Niebla caespitosa

Scientific classification
- Kingdom: Fungi
- Division: Ascomycota
- Class: Lecanoromycetes
- Order: Lecanorales
- Family: Ramalinaceae
- Genus: Niebla
- Species: N. caespitosa
- Binomial name: Niebla caespitosa Spjut (1996)

= Niebla caespitosa =

- Authority: Spjut (1996)

Species of lichen

Niebla caespitosa is a fruticose lichen that grows along the fog regions of the Pacific Coast of North America from southern California, including the Channel Islands, to the Vizcaíno Peninsula of Baja California. The epithet, caespitosa, is in regard to the clustered thallus branches spreading widely from a central attachment or holdfast

==Distinguishing features==

Niebla caespitosa is recognized by the thallus divided into broad strap-like contorted branches that arise from a central basal attachment area, the outer branches wide spreading, the inner more erect, usually dilated or irregularly widened and flattened towards apex, occasionally dividing, and often with short broad lobes.
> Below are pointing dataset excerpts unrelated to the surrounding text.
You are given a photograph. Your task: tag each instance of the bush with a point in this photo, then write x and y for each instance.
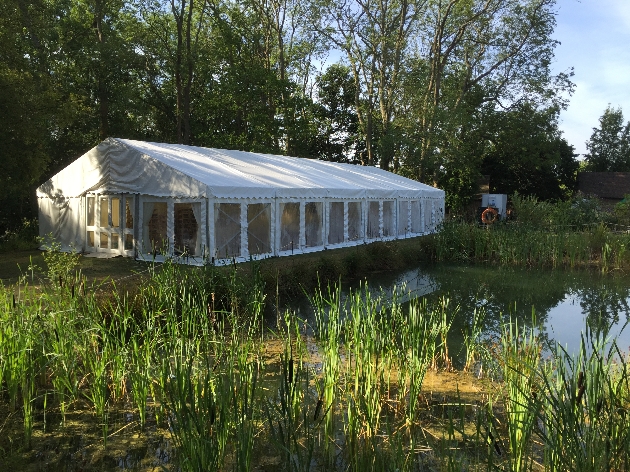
(22, 238)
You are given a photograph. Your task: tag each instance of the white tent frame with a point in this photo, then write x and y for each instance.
(174, 180)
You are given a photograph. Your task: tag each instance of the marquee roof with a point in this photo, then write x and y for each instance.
(174, 170)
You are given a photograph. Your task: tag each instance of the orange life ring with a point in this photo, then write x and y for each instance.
(489, 216)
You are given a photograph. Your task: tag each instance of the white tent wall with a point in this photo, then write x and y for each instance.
(212, 204)
(63, 219)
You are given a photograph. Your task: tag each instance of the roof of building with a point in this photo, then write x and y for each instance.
(127, 166)
(613, 185)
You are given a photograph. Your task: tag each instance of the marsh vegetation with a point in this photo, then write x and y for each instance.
(185, 373)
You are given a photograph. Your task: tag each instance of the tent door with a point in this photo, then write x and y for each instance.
(109, 224)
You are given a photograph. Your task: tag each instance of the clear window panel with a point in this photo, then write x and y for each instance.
(186, 229)
(90, 212)
(389, 220)
(115, 212)
(416, 217)
(128, 242)
(227, 229)
(355, 221)
(313, 224)
(104, 212)
(335, 223)
(403, 217)
(129, 212)
(373, 230)
(154, 230)
(259, 228)
(104, 240)
(289, 226)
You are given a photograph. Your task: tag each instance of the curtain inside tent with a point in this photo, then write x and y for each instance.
(389, 218)
(373, 226)
(227, 230)
(289, 226)
(403, 217)
(154, 234)
(355, 221)
(416, 216)
(129, 208)
(313, 224)
(259, 228)
(187, 228)
(335, 223)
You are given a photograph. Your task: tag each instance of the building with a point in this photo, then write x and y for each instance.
(151, 201)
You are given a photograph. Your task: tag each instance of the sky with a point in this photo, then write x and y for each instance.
(595, 41)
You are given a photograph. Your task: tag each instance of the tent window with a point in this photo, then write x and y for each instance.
(403, 216)
(155, 226)
(129, 213)
(115, 212)
(104, 240)
(335, 223)
(186, 229)
(416, 217)
(373, 220)
(389, 221)
(313, 220)
(289, 226)
(128, 242)
(259, 228)
(90, 216)
(227, 229)
(104, 212)
(355, 221)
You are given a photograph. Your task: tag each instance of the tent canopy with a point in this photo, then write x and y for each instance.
(174, 170)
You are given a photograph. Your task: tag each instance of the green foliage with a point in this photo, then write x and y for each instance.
(528, 154)
(609, 145)
(578, 212)
(242, 75)
(22, 238)
(544, 234)
(622, 211)
(61, 265)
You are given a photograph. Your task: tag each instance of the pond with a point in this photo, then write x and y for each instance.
(565, 303)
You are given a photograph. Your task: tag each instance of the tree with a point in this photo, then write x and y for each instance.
(609, 146)
(337, 138)
(374, 36)
(528, 155)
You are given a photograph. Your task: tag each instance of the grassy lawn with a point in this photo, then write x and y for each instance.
(14, 264)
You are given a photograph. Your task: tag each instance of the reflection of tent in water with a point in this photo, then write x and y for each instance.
(149, 200)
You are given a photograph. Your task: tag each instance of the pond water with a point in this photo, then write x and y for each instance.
(564, 302)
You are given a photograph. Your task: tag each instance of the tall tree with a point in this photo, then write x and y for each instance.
(528, 155)
(609, 145)
(373, 35)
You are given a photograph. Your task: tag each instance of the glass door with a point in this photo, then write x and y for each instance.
(107, 230)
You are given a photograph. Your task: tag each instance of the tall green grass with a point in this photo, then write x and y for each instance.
(187, 354)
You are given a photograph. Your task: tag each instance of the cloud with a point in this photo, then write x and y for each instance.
(594, 37)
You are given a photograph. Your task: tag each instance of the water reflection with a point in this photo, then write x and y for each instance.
(565, 302)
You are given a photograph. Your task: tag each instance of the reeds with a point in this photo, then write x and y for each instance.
(523, 245)
(188, 358)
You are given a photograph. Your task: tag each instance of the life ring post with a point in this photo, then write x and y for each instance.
(489, 216)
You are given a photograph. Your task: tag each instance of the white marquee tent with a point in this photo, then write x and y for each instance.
(150, 200)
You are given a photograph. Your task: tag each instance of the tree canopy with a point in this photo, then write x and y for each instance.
(609, 145)
(436, 90)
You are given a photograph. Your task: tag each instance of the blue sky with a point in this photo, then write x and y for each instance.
(595, 37)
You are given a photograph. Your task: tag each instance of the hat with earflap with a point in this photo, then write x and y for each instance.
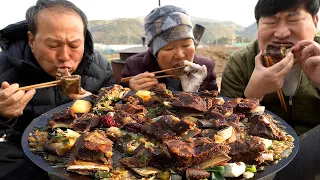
(166, 24)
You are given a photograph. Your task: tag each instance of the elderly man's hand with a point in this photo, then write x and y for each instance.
(266, 80)
(193, 77)
(143, 81)
(307, 53)
(13, 102)
(81, 95)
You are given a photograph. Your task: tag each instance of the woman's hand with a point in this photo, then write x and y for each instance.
(266, 80)
(307, 53)
(195, 74)
(143, 81)
(13, 102)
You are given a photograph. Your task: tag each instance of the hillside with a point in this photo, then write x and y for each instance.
(249, 32)
(130, 31)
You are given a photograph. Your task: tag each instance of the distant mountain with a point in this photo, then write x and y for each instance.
(249, 32)
(130, 31)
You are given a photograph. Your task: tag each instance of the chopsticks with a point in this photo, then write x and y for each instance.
(41, 85)
(126, 79)
(269, 62)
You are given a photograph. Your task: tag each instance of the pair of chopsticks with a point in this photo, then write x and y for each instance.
(269, 62)
(126, 79)
(41, 85)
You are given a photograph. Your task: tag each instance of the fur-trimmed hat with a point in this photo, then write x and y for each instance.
(166, 24)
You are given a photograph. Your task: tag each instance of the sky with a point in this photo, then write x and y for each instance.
(239, 11)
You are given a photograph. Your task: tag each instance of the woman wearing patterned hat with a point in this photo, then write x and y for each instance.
(170, 41)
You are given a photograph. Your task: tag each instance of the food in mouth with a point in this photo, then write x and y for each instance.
(70, 84)
(179, 71)
(61, 72)
(277, 51)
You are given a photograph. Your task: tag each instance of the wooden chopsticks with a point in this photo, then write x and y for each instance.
(269, 62)
(41, 85)
(126, 79)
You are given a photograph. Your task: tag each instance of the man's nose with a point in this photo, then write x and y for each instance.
(179, 54)
(282, 31)
(64, 54)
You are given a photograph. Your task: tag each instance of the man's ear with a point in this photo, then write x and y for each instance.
(31, 40)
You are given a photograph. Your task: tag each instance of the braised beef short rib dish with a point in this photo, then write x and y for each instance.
(159, 134)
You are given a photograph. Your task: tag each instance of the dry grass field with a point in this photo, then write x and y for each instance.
(219, 54)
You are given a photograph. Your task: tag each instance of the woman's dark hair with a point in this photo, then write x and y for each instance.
(265, 8)
(33, 11)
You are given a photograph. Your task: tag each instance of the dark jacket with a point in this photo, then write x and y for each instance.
(18, 65)
(146, 61)
(303, 108)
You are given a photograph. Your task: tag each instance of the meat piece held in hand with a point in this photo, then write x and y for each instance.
(181, 67)
(71, 84)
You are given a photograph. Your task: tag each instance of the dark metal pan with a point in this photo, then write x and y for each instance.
(41, 121)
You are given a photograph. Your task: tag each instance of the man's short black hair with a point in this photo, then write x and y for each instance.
(63, 5)
(265, 8)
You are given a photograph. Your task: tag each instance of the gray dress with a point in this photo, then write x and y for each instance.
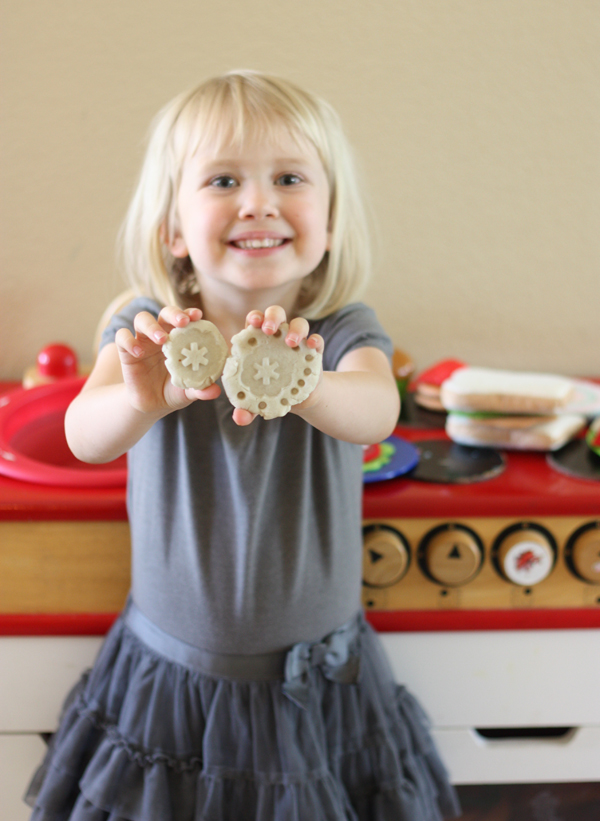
(242, 681)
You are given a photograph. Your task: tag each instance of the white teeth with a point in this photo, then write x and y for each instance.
(258, 243)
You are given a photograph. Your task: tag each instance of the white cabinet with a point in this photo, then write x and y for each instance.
(464, 680)
(507, 679)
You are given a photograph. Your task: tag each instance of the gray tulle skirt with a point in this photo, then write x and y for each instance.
(151, 736)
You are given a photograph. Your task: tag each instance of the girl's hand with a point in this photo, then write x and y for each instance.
(269, 323)
(143, 363)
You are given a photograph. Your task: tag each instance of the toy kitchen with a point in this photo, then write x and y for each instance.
(481, 570)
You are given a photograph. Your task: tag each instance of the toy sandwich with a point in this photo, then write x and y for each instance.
(507, 409)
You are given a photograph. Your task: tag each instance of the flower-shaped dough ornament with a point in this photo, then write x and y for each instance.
(195, 355)
(264, 375)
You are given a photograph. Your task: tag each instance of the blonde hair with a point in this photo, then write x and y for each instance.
(228, 109)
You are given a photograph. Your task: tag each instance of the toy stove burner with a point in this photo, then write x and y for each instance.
(448, 462)
(576, 459)
(414, 416)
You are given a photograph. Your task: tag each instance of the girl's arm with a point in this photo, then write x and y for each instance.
(358, 402)
(128, 390)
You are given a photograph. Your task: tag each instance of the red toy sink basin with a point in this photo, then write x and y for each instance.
(33, 446)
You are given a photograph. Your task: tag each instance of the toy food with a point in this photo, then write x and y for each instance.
(486, 389)
(265, 376)
(195, 355)
(513, 432)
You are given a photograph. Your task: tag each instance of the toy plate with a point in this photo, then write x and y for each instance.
(394, 458)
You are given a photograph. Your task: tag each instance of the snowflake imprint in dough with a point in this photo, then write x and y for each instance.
(194, 356)
(266, 371)
(265, 376)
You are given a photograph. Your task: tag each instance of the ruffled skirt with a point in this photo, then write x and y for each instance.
(144, 737)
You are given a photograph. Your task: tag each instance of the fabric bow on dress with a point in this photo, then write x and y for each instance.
(337, 656)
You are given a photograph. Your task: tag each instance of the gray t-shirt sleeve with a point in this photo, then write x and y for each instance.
(355, 326)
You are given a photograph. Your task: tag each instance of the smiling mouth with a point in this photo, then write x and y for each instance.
(256, 244)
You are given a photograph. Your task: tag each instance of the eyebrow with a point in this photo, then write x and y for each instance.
(236, 163)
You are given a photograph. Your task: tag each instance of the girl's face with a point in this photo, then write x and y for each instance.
(255, 217)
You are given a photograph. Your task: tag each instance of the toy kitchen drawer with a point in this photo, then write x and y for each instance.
(486, 590)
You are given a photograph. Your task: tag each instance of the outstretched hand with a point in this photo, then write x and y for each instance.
(268, 322)
(143, 362)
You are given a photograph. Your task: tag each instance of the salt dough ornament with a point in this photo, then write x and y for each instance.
(195, 355)
(264, 375)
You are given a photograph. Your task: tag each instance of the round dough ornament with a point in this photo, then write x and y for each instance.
(195, 355)
(265, 376)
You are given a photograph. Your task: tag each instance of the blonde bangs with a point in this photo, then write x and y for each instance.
(231, 111)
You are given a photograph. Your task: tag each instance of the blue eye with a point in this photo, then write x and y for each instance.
(289, 179)
(223, 181)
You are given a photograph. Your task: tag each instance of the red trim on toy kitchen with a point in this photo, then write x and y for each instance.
(398, 621)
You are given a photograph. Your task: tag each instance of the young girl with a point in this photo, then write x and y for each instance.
(241, 681)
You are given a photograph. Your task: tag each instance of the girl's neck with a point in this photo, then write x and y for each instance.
(228, 308)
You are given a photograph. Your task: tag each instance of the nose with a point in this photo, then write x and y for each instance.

Black dot-like pycnidia are common along the margins of the upper parts of branches and lobes and in between the margins on the prominent reticulate ridges. The contortion of the branches is due to the relatively thinner cortex, usually 45–75 μm thick, in contrast to that of Niebla testudinaria, a similar species, which its branches appear less contorted due to a relatively thicker cortex, 75–150 μm thick. Lichen substances are divaricatic acid with unidentified accessory triterpenes and near base pigments are evident by the blackened cortex. Other similar species are Niebla flabellata, distinguished by containing the lichen substance salazinic acid, and N. spatulata, distinguished by containing hypoprotocetraric acid.

==Taxonomic history==

Niebla caespitosa was first collected just north of Punta Santa Rosalillita (vicinity of Rancho San Andrés, 2 May 1985, as part of a 100 gram sample that largely contained N. caespitosa to be submitted for anti-HIV screening by the National Cancer Institute, but the sample was not immediately submitted because it contained thalli of N. flabellata and N. flagelliforma; the former is distinguished by having salazinic acid as indicated above, the latter by terminal flagelliform branchlets; 55 grams were later submitted (14 Nov 1985) to the National Cancer Institute (NCI) Natural Products Branch, among 63 other lichen samples, 59 of which were from Oregon. The sample was accessioned as WBA-202 with reference to the collection number S & M 9073 (for Richard Spjut & Richard Marin), identified as Niebla aff. testudinaria.